Drei Tage nach dem Eintreffen seines Briefes, gegen Abend, holte mich Wollmeyer ab. Die Komtesse ließ sich nicht sehen. Sie hatte mich in meinem Stübchen ans Herz gedrückt, bis mir der Atem verging. „Im Notfalle weißt Du, wo ich wohne,“ sagte sie mit seltsam gedämpfter Stimme; „es giebt Situationen, da fürchte ich mich vor dem Teufel nicht. Gott behüte Dich, mein Kind!“

Die Aprilsonne stand noch hoch am Himmel, als ich neben ihm durch die Gassen schritt. Ich hatte nicht geweint; ich war wieder in den finstern starren Trotz verfallen, der mich seit Mamas Tode gepackt hielt, der mich selber schmerzte und quälte. Jedenfalls um den Leuten zu zeigen, daß er in bestem Einvernehmen mit mir sei, redete Herr Wollmeyer in einem fort mit freundlicher Miene auf mich ein. Ich sah auf die Steine des Pflasters und antwortete nicht. Der lange Kreppschleier meines Hutes flog im leisen Winde zu seiner Schulter hinüber und blieb dort liegen, ich riß ihn zurück, als sei der ganze Mensch Gift.

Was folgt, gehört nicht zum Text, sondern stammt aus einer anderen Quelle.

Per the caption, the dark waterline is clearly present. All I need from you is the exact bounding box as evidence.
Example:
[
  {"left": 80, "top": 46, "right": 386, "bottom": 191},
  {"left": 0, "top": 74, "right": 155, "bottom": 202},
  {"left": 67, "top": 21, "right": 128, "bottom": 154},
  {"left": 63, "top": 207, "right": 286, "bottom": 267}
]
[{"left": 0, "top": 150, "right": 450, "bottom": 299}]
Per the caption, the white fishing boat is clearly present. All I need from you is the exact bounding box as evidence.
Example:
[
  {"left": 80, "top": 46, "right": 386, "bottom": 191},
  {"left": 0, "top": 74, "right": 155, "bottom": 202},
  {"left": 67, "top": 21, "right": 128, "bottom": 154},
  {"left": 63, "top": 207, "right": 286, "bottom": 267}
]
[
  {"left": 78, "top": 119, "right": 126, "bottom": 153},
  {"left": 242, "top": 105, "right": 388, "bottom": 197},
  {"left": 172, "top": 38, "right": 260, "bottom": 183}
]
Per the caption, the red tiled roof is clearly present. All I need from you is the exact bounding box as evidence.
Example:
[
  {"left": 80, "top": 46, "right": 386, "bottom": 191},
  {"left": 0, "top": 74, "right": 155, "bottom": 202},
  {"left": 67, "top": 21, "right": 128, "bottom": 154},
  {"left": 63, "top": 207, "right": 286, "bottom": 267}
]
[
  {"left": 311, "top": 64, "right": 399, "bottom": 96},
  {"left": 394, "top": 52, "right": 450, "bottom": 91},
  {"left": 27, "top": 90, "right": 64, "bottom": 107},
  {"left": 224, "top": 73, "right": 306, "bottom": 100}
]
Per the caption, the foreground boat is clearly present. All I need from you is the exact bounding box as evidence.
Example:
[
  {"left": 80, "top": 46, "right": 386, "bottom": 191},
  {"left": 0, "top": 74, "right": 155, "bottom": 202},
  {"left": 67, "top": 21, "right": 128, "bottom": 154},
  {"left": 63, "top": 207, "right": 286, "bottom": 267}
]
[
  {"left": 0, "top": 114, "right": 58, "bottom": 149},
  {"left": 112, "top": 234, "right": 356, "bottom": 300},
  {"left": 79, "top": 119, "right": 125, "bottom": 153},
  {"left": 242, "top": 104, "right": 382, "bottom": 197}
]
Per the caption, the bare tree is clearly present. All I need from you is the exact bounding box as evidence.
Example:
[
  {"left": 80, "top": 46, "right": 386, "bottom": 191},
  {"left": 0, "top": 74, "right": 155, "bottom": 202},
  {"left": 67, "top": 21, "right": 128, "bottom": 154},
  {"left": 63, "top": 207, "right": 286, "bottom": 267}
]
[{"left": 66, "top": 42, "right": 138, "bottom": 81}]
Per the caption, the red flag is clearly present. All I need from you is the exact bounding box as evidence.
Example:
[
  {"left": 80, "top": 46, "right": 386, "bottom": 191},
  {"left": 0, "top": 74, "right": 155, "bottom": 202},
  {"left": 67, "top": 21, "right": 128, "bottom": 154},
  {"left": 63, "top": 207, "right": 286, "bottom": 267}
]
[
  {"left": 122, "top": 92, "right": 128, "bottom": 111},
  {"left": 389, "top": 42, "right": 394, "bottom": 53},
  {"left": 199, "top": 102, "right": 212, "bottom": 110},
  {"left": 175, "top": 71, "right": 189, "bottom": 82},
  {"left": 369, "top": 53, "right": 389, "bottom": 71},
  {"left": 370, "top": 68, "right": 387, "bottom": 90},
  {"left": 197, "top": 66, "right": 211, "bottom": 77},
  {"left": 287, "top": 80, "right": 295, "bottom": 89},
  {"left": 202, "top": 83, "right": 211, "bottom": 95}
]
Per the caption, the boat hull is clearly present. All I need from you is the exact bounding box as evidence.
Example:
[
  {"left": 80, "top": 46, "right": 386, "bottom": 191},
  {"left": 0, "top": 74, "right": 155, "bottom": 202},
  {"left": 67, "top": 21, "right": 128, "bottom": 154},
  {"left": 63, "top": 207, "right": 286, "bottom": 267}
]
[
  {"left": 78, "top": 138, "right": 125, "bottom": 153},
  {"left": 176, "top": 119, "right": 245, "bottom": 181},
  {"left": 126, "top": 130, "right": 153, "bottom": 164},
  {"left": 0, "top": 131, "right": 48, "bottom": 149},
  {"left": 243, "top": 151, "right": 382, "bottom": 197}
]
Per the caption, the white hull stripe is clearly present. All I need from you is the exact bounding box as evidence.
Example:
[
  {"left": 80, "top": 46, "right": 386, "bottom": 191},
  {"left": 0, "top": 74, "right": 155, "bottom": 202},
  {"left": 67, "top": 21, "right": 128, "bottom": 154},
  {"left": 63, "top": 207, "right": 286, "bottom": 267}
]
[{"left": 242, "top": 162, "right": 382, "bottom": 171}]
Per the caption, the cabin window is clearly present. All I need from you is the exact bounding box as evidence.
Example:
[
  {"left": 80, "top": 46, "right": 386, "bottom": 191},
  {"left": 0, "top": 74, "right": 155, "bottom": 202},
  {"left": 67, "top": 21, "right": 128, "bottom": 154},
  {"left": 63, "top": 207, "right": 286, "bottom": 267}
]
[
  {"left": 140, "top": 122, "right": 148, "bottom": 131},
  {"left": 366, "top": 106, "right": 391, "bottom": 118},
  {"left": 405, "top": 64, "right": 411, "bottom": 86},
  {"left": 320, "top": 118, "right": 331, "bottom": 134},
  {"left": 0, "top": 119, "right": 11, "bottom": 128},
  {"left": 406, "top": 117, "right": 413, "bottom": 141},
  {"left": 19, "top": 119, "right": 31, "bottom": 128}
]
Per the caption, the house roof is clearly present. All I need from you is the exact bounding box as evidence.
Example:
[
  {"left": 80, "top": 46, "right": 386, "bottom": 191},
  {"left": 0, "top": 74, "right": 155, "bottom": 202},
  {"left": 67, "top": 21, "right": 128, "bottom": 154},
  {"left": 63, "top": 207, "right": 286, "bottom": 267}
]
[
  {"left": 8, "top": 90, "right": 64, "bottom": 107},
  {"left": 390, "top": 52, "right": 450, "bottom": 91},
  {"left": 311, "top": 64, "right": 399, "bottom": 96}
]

„Nun! Nun!“ sagte er lächelnd.

Als ich in das Haus trat, in dem ich meine Kindheit verlebt hatte, den Flur wiedersah, in dem ich gespielt, die Treppe, über die mein Vater so oft geschritten an glückliche Tagen, die Thür, an die Mama so oft geklopft in der letzten schweren Zeit, wenn sie mich besuchen wollte – da drohte meine Fassung mich zu verlassen. Zu seinem Befremden ließ ich Herrn Wollmeyer stehen und schlug sofort den Weg nach meiner alten Stube ein. Wie im Taumel kam ich über die Schwelle, die Base saß dort – gottlob, gottlob! „Aber, Annelieseken,“ sagte sie, als ich bebend und schluchzend in ihre Arme fiel, „weinen Sie doch nicht; Sie bleiben hier bei mir. Ich will Sie schon pflegen, tausendmal mehr als früher, mein Goldpünktchen, mein Vögelchen!“ Und sie nahm mir den Hut ab und brachte mir ein Glas Wasser. „Schauen Sie, da ist Papas Bild, und im Garten ist’s in diesem Frühjahr so schön, so schön, Sie glauben’s nicht; eine Baumblüt’, wie seit Jahren nicht – sehen Sie nur ein einziges Mal aus meinem Stübchen hinaus!“

Ach, was half mir die Baumblüte! Ich schüttelte den Kopf und setzte mich auf die Estrade; sie ging in ihr Stübchen und kam mit einer Photographie zurück.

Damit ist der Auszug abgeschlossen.